Whether you decide to use man made or natural stones, the method of honing will require the same techniques. Most stones require oil or water to be applied to their surface. They do not  act as lubricants, but they carry away particles or metal and grit.


1. Position the stone on your workbench with its length running way from you. Add a little oil or water to the surface according to the manufacturer’s instructions.

2. Place the chisel on to the stone’s surface at  the required angle, and push it back and forth in a continuous motion. It is essential that the same angle is maintained throughout this process. Continue until you are able to feel a small ridge of metal or wire, which will form on the opposite side of the ground angle. This is called a ‘burr’ and needs to be removed using a slip stone.

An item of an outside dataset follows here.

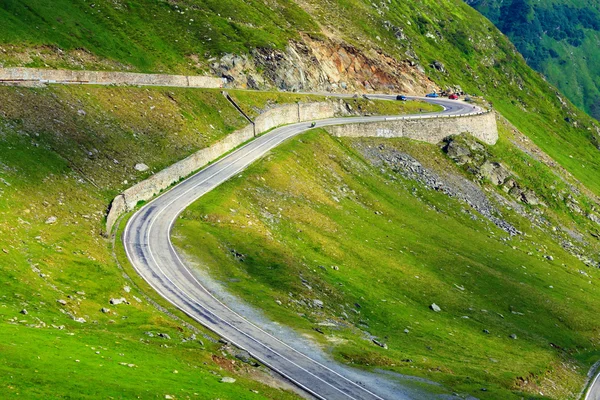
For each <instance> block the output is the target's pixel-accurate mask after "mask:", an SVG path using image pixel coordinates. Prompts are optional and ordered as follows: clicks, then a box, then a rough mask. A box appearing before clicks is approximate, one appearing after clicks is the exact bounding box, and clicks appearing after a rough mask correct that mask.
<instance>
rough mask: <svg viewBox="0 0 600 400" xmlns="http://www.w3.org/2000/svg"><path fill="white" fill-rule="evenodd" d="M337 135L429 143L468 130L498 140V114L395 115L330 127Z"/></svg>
mask: <svg viewBox="0 0 600 400" xmlns="http://www.w3.org/2000/svg"><path fill="white" fill-rule="evenodd" d="M326 129H327V131H328V132H329V133H330V134H331V135H333V136H347V137H384V138H391V137H406V138H410V139H414V140H421V141H424V142H428V143H434V144H435V143H439V142H440V141H442V140H443V139H444V138H446V137H448V136H452V135H458V134H461V133H464V132H467V133H470V134H471V135H473V136H474V137H476V138H477V139H479V140H481V141H482V142H484V143H487V144H492V145H493V144H495V143H496V141H497V140H498V127H497V125H496V116H495V114H494V113H492V112H486V113H481V114H478V115H472V116H465V117H458V116H456V117H438V118H419V119H408V118H406V119H394V120H389V121H382V122H367V123H354V124H353V123H349V124H345V125H336V126H331V127H327V128H326Z"/></svg>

1. When honing a gouge, fluter or veiner, place the stone horizontally in front of you and add a little oil or water as appropriate.

2. Place the gouge at the required angle on the surface and slide it from side to side along the stone’s length. As you slide, rotate the gouge so that the curvature of the blade receives an even grind. Be careful not to hone away the corners of the cutting edge which need to be kept at a sharp 90 degree angle to the shank. If the corners become rounded then it is probable that the gouge is being rotated too much.

It may be helpful to practise the sliding motion initially on a flat piece of soft wood. When using the stone, continue the process until you can feel the burr on the inside of the gouge’s curve, opposite the honed angle. This should be removed with a slipstone.